La Bête Humaine

par

Roubaud

Le lecteur ne connaît pas le prénom de Roubaud, sous-chef de gare au Havre, presque quarante ans, né à Plassans. Ce travailleur ponctuel et sérieux a gravi les échelons de la hiérarchie de la Compagnie de l’Ouest avant d’atteindre sa position actuelle. Il a admiré de loin la filleule du président Grandmorin, Séverine, avant de pouvoir l’épouser. Le président Grandmorin l’a dotée et accorde sa protection à Roubaud qui en a besoin car on le soupçonne d’être républicain. C’est un homme fou de sa femme que l’on rencontre dans les premières pages du roman. Pourtant, un trait physique le définit déjà : « Ses sourcils se rejoignaient, embroussaillant son front de la barre des jaloux. »
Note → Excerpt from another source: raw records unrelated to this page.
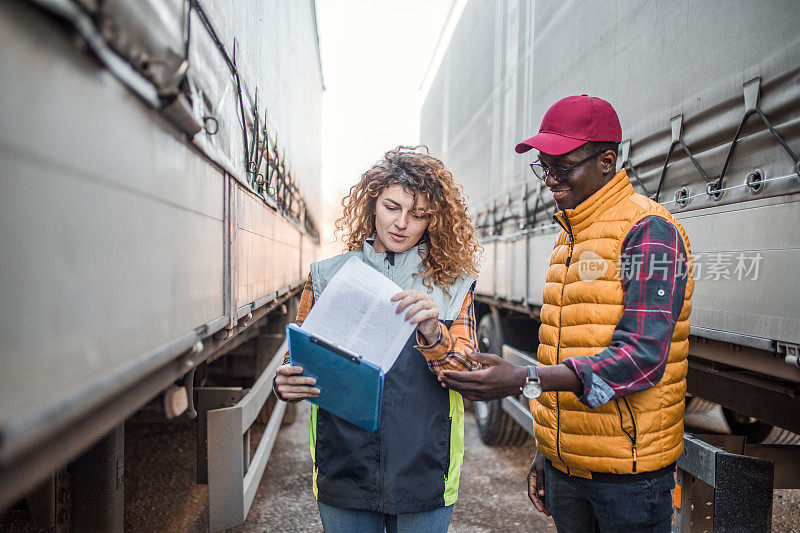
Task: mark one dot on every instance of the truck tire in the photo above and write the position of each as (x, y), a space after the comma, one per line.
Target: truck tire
(758, 432)
(495, 426)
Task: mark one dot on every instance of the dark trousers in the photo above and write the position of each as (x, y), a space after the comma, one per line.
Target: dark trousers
(580, 505)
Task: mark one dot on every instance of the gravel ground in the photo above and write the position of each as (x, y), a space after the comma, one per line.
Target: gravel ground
(161, 493)
(493, 494)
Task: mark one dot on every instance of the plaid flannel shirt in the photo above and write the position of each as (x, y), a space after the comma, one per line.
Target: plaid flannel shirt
(448, 352)
(653, 270)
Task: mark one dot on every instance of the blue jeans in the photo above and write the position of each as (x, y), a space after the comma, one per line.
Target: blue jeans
(338, 520)
(580, 505)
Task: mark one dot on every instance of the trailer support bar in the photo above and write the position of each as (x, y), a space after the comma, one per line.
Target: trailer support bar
(232, 477)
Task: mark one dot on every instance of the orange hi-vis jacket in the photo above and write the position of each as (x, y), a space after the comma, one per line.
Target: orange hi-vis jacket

Quand un lapsus de Séverine lui apprend que sa femme a été la maîtresse non consentante de Grandmorin, il se jette sur elle et la bat comme plâtre. Tout de suite naît le projet de vengeance, l’assassinat du notable, le soir même. Il oblige Séverine à l’aider et en fait sa complice : il frappe Grandmorin d’un coup de couteau à la gorge tandis qu’elle immobilise la victime en pesant sur ses jambes. Habile, il dévalise le cadavre pour faire croire à un vol. Interrogé par la justice, il ne se démonte pas, malgré les soupçons que l’héritage de la maison de la Croix-de-Maufras fait peser sur le couple. Seul Jacques a la certitude de la culpabilité des Roubaud. Aussi le sous-chef de gare initie-t-il une relation amicale avec le mécanicien qu’il invite chez lui : il ne soupçonne que pas ce faisant il introduit le futur amant de sa femme sous son toit.

La vengeance meurtrière n’a pas apporté la quiétude au couple : tandis que Séverine s’achemine vers l’adultère, Roubaud s’enferme dans son service à la gare, puis fréquente un café où l’on joue aux cartes ; bientôt, il y passe ses nuits. Il a épaissi, il semble indifférent à tout, à part au jeu. Il perd aux cartes et pour honorer ses dettes doit puiser dans l’argent volé à Grandmorin, ce qu’il s’était juré de ne jamais faire. Quant au couple, il est à la dérive : l’amour fou des premières pages du roman a disparu, tandis que la gangrène morale ronge Roubaud : assassin, puis voleur, il ferme maintenant les yeux sur l’infidélité de sa femme. Il ne se rend pas compte que cette dernière et son amant ont prévu de le tuer, et c’est sans méfiance qu’il se rend à la maison de la Croix-de-Maufras, après la catastrophe ferroviaire. C’est là qu’il trouve Cabuche couvert de sang tenant le cadavre de Séverine dans ses bras. Le juge Denizet rouvre le dossier du meurtre de Grandmorin et fait arrêter Roubaud. Celui-ci, totalement indifférent à son propre sort, fait des aveux complets, qui ne convainquent pas le magistrat, persuadé que Cabuche et Roubaud sont complices depuis le début. Alors Roubaud hausse les épaules, se mure dans le silence et se laisse condamner aux travaux forcés.

Au fil des pages, le lecteur assiste à la déchéance du personnage : il a suffit d’un grain de sable bloquant la mécanique heureuse de cette âme simple pour que la machine se grippe : l’employé modèle, le mari aimant, le brave homme, tout cela disparaît. Roubaud est lentement rongé par un mal qui, après le meurtre, annihile toute volonté et toute énergie. Une fois la vengeance accomplie, Roubaud n’est plus que l’ombre de lui-même et sombre lentement.